During the pandemic, that spontaneity has disappeared. Although more than 1,600 students lived on campus this fall, the majority of upperclassmen lived off campus. Instead of in-person House orientation events that occur at the beginning of the semester, students were assigned to virtual entryways and convened over Zoom. For sophomore advising, Ryan said that meetings felt more structured in a virtual setting and often happened around certain academic deadlines, such as the course add/drop deadline.
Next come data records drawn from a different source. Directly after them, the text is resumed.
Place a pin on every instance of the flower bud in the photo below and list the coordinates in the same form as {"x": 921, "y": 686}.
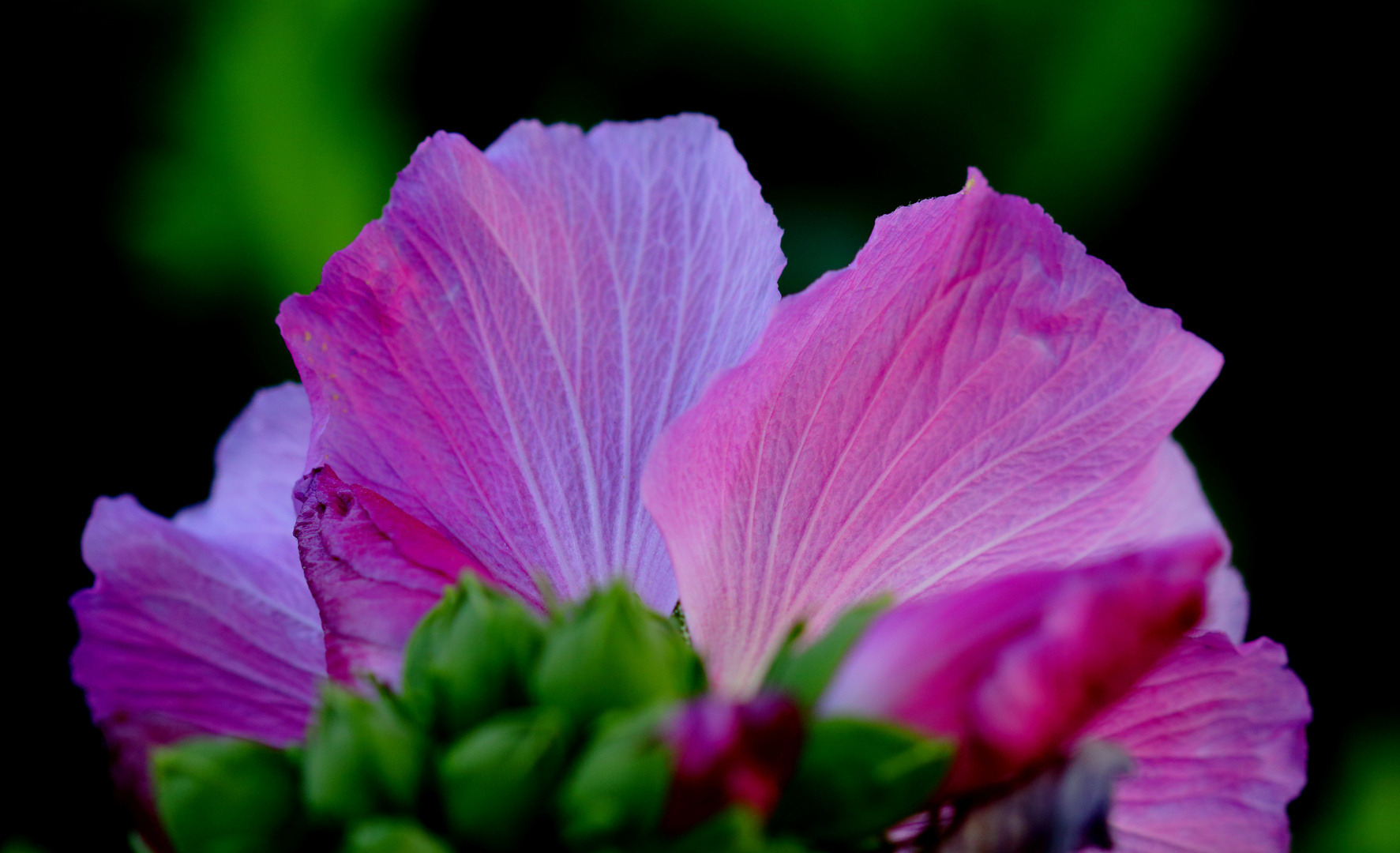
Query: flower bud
{"x": 496, "y": 778}
{"x": 617, "y": 787}
{"x": 469, "y": 657}
{"x": 392, "y": 835}
{"x": 362, "y": 757}
{"x": 858, "y": 778}
{"x": 227, "y": 796}
{"x": 614, "y": 653}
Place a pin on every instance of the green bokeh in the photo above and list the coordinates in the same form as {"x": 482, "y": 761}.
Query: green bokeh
{"x": 1061, "y": 101}
{"x": 284, "y": 125}
{"x": 1363, "y": 810}
{"x": 282, "y": 143}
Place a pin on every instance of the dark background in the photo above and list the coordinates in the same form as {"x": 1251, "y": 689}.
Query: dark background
{"x": 1263, "y": 217}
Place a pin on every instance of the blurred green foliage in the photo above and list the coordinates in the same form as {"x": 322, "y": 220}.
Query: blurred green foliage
{"x": 282, "y": 143}
{"x": 1363, "y": 811}
{"x": 283, "y": 130}
{"x": 1057, "y": 100}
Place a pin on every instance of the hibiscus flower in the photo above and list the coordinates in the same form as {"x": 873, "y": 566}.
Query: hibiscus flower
{"x": 565, "y": 360}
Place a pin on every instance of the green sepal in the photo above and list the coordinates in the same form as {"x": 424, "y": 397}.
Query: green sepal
{"x": 469, "y": 657}
{"x": 392, "y": 835}
{"x": 614, "y": 653}
{"x": 617, "y": 787}
{"x": 363, "y": 757}
{"x": 857, "y": 778}
{"x": 496, "y": 779}
{"x": 804, "y": 673}
{"x": 227, "y": 796}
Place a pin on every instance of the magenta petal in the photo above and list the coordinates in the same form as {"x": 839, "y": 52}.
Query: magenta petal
{"x": 374, "y": 572}
{"x": 497, "y": 352}
{"x": 1015, "y": 667}
{"x": 1217, "y": 735}
{"x": 1172, "y": 506}
{"x": 203, "y": 625}
{"x": 974, "y": 394}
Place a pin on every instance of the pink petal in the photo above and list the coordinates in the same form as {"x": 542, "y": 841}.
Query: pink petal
{"x": 497, "y": 352}
{"x": 1217, "y": 735}
{"x": 374, "y": 572}
{"x": 1173, "y": 506}
{"x": 728, "y": 753}
{"x": 258, "y": 460}
{"x": 974, "y": 394}
{"x": 203, "y": 625}
{"x": 1015, "y": 667}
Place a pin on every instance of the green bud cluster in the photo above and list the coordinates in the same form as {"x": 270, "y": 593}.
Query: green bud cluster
{"x": 518, "y": 733}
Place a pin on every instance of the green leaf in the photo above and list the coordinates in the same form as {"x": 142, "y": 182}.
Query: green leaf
{"x": 362, "y": 757}
{"x": 614, "y": 653}
{"x": 804, "y": 674}
{"x": 469, "y": 657}
{"x": 496, "y": 779}
{"x": 392, "y": 835}
{"x": 617, "y": 787}
{"x": 227, "y": 796}
{"x": 857, "y": 778}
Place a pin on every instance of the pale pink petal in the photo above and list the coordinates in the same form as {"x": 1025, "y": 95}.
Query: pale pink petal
{"x": 1173, "y": 506}
{"x": 497, "y": 352}
{"x": 258, "y": 461}
{"x": 203, "y": 625}
{"x": 974, "y": 394}
{"x": 1014, "y": 667}
{"x": 374, "y": 572}
{"x": 1217, "y": 733}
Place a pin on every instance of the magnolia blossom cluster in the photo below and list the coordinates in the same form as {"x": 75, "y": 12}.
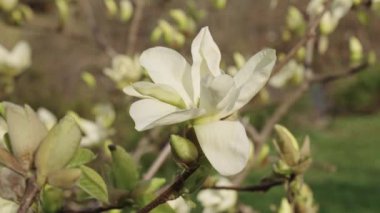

Beyond providing students with important guidance on internships, career choices, and schoolwork, Ryan said, the role of a resident tutor also involves making meaningful connections with others in the House.

“Being around and being yourself is part of what it means to be part of a community and to build a community,” Ryan said. “And because of the way things have to be more structured and planned on Zoom, it's a little bit harder to get to know people in those informal ways.”

The Tutor Role

For decades, tutors have bridged the gap between students and House administrators, including Faculty Deans.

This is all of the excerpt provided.